2017 Financial Stability Report
Published: December 5, 2017
The OFR’s Financial Stability Report presents our annual assessment of U.S. financial stability. The financial system is now far more resilient than it was at the dawn of the financial crisis 10 years ago. But new vulnerabilities have emerged.
In developing our financial stability assessment this year, we kept in mind that the United States has begun a two-year period of 10-year anniversaries of key events from the 2007-09 global financial crisis. Anniversaries encourage reflection on the events of the past, the reactions to those events, and the lessons learned. Anniversaries of massively disruptive events such as the crisis lead to hard questions: How does today differ? Are we better positioned to withstand the next crisis?
From this perspective, we can see that the crisis was a turning point. In response, both financial regulation and industry practices changed substantially. These changes have brought us closer to a resilient system, one where we are better able to see problems and absorb shocks. But as we explain in this report, there are vulnerabilities that require attention. Some of those vulnerabilities have emerged in reaction to post-crisis innovations in technology, regulation, and business models.
Key Threats to Financial Stability
Chapter 1 highlights three vulnerabilities that have been building and are of most concern today. First, cybersecurity incidents have become a greater concern for the financial system since the crisis. Second, the disorderly resolution of a failing systemically important financial institution remains a risk.
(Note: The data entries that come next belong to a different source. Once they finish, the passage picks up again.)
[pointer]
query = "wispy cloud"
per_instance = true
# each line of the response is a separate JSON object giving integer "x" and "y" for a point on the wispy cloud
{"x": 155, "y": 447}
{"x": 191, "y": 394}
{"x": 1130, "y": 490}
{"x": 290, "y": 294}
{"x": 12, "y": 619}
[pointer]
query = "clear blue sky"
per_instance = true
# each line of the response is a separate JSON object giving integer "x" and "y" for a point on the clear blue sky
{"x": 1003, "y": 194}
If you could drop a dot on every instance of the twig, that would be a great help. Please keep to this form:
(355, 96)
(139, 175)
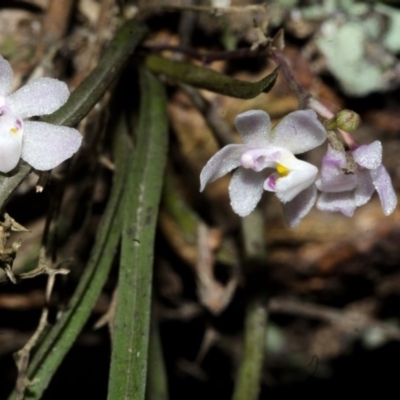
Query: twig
(22, 356)
(249, 376)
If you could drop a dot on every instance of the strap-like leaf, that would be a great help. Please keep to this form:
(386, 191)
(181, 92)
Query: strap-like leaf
(141, 202)
(206, 78)
(85, 97)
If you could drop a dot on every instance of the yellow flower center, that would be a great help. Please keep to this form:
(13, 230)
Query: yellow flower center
(282, 171)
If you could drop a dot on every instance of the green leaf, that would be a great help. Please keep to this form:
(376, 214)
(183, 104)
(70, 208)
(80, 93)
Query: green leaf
(85, 97)
(132, 319)
(206, 78)
(62, 335)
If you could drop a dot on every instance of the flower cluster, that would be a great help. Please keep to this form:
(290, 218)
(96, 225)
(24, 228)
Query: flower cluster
(42, 145)
(295, 181)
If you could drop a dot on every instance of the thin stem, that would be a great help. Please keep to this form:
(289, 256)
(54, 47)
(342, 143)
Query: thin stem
(255, 265)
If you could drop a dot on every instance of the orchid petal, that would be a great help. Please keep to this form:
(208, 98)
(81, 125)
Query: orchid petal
(10, 150)
(294, 211)
(46, 145)
(299, 132)
(221, 163)
(369, 156)
(333, 178)
(41, 96)
(299, 177)
(384, 187)
(6, 76)
(343, 202)
(245, 190)
(254, 127)
(364, 188)
(261, 158)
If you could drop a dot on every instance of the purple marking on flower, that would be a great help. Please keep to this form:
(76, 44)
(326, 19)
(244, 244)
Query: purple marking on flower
(263, 148)
(271, 183)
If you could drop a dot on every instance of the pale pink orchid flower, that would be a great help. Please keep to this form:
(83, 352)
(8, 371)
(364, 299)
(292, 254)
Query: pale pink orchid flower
(262, 149)
(40, 144)
(343, 192)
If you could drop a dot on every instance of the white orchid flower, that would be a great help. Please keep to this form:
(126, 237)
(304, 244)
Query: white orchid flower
(262, 148)
(42, 145)
(345, 192)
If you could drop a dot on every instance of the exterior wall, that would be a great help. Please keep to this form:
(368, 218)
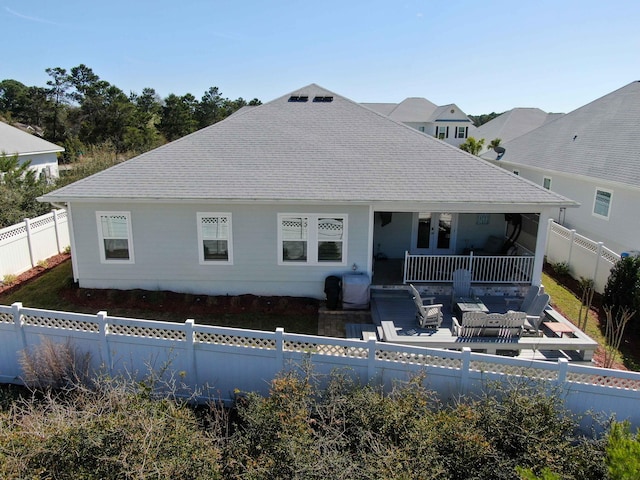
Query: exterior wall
(620, 232)
(165, 244)
(43, 161)
(473, 235)
(394, 239)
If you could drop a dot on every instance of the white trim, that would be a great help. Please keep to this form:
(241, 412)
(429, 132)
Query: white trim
(313, 238)
(101, 238)
(229, 239)
(595, 196)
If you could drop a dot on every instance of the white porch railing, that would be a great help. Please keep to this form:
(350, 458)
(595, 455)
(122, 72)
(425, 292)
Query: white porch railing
(484, 269)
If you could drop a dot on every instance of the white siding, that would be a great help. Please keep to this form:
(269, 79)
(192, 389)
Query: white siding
(165, 240)
(620, 232)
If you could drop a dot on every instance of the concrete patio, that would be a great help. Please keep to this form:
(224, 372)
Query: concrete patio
(394, 321)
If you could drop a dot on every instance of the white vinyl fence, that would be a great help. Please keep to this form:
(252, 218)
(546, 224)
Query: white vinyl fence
(23, 245)
(225, 360)
(585, 257)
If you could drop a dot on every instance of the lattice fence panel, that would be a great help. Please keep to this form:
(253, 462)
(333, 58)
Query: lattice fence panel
(12, 232)
(146, 332)
(62, 323)
(614, 382)
(235, 340)
(42, 222)
(513, 370)
(418, 359)
(305, 347)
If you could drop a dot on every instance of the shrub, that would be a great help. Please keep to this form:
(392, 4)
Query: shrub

Third, financial market structures are evolving, sometimes lowering costs and promoting efficiency, but also raising potential new concerns.
Cybersecurity incidents rank near the top of our threat assessment because of the potential for disruption of networks and the damage such disruptions could cause to financial stability and the economy.
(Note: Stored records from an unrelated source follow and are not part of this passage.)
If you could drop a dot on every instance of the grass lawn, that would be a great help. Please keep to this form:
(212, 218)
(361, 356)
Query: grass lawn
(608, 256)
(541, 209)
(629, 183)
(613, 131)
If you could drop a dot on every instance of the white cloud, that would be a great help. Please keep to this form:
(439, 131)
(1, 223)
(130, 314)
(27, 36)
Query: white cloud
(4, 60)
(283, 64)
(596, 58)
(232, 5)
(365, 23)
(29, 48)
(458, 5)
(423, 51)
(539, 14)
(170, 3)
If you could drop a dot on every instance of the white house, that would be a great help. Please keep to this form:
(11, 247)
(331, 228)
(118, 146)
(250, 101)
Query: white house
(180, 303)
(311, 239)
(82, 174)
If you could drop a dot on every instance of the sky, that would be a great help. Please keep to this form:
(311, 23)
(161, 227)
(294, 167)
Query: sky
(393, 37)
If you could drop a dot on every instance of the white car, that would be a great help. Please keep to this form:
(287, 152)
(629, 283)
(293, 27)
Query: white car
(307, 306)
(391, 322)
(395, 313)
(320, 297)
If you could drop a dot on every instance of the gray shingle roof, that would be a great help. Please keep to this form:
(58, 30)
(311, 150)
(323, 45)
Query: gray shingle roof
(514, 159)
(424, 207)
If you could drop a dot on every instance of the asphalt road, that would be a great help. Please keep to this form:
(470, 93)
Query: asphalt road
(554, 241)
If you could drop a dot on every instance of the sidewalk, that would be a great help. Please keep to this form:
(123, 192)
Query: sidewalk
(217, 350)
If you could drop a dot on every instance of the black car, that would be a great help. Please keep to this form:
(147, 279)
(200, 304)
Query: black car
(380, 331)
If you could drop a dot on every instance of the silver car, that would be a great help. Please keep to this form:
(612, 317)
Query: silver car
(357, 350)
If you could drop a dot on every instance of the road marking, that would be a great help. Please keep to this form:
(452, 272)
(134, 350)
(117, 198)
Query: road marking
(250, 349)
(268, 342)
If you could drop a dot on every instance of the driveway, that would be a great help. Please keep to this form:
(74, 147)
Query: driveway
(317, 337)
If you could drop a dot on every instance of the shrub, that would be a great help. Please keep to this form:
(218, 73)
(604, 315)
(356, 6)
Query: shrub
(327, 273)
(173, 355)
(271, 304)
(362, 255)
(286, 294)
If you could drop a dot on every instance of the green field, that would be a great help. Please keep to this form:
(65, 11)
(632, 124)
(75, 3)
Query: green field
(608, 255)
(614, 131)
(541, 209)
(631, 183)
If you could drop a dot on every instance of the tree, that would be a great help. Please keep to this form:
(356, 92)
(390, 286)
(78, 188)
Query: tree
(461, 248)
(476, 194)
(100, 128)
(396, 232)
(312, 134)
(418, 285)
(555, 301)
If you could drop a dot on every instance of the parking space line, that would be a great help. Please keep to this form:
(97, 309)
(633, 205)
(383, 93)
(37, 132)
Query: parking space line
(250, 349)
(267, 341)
New tools have been developed to make the orderly resolution of a failing systemically important financial institution more likely. Still, the failure of a large financial firm could amplify and transmit distress and possibly trigger a financial crisis. The resolution process under either U.S. bankruptcy law or a special resolution authority has potential weaknesses for handling a failure of a global systemically important bank.
Financial market structures continue to evolve in response to competitive forces, innovation, regulatory changes, and financial disruptions, among other factors. This report discusses potential vulnerabilities of market structure that bear monitoring. They could make the financial system vulnerable to shocks that threaten liquidity and price discovery.
Financial Stability Assessment
Chapter 2 concludes that overall financial stability risks remain in a medium range, although market risks are elevated. We based our assessment on our Financial System Vulnerabilities Monitor heat map and related analysis. As described in Chapter 2, our assessment covers the six key risks in the heat map: (1) macroeconomic, (2) market, (3) credit, (4) solvency and leverage, (5) funding and liquidity, and (6) contagion. Vulnerabilities in these areas can originate, amplify, or transmit shocks and stress. These vulnerabilities have been central in many financial crises, not just the recent one. At the same time, our Financial Stress Index — a real-time measure of stress — has been falling in 2017 and is near its lows since the financial crisis. That low reading reflects not only current subdued levels of market volatility, but also, perhaps, complacency about the future.
Improved transparency, regulatory policies, and risk-management practices have also made the system more robust against shocks. Regulators and risk managers now have a greater focus on stress tests and a better understanding of risks. Compared to the pre-crisis period, banks are more resilient, with more capital and better liquidity risk management. At the same time, a handful of complex institutions with a range of nonbank activities increasingly dominate the banking industry.